Alaska Natives in Yakutat are protesting a decision by cruise lines to send more ships to the Hubbard Glacier this month, according to the president of Yakutat's tribe.
The Yakutat Tlingit Tribe is worried the move will set a precedent and more ships will visit the scenic area near the village next year, possibly hurting the seal population in Disenchantment Bay, site of the glacier in northern Southeast.
"More ships going in means more pressure on the environment," said tribe president Bert Adams Sr.
The tribe this week fired off a letter to John Hansen of the North West CruiseShip Association, which represents nine cruise lines operating in Alaska. Hansen said he had not received the letter and that it was premature to comment.
"We need to talk to the tribal council about this. I haven't spoken with them yet, but it's something we need to do," Hansen said.
The decision by cruise lines to make more visits to Hubbard Glacier stems from a recent court ruling. A federal judge last week ordered an immediate reduction to the number of cruise ship entries in Glacier Bay National Park. In response, the National Park Service banned nine entries scheduled this month.
The decision affected four cruise lines. Princess Cruises must divert two cruises, and it chose nearby Hubbard Glacier as the alternative for both voyages. Holland America must divert five cruises, and a spokesman said four, possibly five, of the cruises will visit the Hubbard instead.
Norwegian Cruise Lines and World Explorer each must divert one cruise, and both companies chose Tracy Arm southeast of Juneau over the Hubbard. World Explorer also will visit Icy Bay en route to Seward, according to a spokesman.
That means six or seven additional cruises will visit Hubbard Glacier in August. Although the seal birthing season in Disenchantment Bay is over, the Yakutat tribe fears the increase will carry over to next year's pupping season in May and June.
During pupping season, seals tend to their young on ice floes near the glacier. The tribe believes the ships are hurting the population an important food source for some Yakutat residents. However, cruise officials are reluctant to cap voyages to the area until they see evidence the ships are affecting the animals.
"We want to make sure whatever decisions we make are based on good science and good understanding of what is occurring," Hansen said.
The cruise lines have agreed to stay 500 yards away from ice floes bearing seals and to fund a study on the interaction between ships and seals. However, the tribe does not want any increase in cruise visits until the study is complete, said Adams, the tribal president.

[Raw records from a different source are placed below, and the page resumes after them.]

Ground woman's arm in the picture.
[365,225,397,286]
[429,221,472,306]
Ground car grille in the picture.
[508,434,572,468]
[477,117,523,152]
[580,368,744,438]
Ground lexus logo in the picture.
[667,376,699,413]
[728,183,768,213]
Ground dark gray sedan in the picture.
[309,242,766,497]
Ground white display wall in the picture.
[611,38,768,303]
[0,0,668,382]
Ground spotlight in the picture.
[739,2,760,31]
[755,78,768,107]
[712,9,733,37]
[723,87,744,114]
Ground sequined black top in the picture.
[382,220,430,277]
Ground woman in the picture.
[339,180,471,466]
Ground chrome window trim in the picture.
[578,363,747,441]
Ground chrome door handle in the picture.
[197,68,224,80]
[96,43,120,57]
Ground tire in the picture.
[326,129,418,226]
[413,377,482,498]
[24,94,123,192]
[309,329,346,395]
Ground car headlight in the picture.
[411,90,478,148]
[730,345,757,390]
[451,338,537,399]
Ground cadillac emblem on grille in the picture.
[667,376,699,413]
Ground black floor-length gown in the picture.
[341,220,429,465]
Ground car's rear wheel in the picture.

"We've already agreed that the 155 ships that were scheduled to come into (Disenchantment) Bay this year was the limit, and now they're threatening to detour more ships," Adams said. "The tribe has taken the position we want to see a very limited amount of activity up there."
Congress might make Yakutat's problem go away. A bill passed by the Senate includes a provision to freeze the number of allowable cruise voyages to Glacier Bay at 139 ships the same number in effect before a federal appeals court lowered the number to 107. If the measure passes, the ships would not have to divert to the Hubbard next year.
The measure was awaiting action in a House-Senate conference committee when Congress took its August recess. U.S. Sen. Frank Murkowski, an Alaska Republican, during a stop in Juneau on Thursday lamented that the pending congressional action won't happen in time to reverse the court's ruling for this month's voyages. Congress is now in recess until September.
Empire reporter Bill McAllister contributed to this report.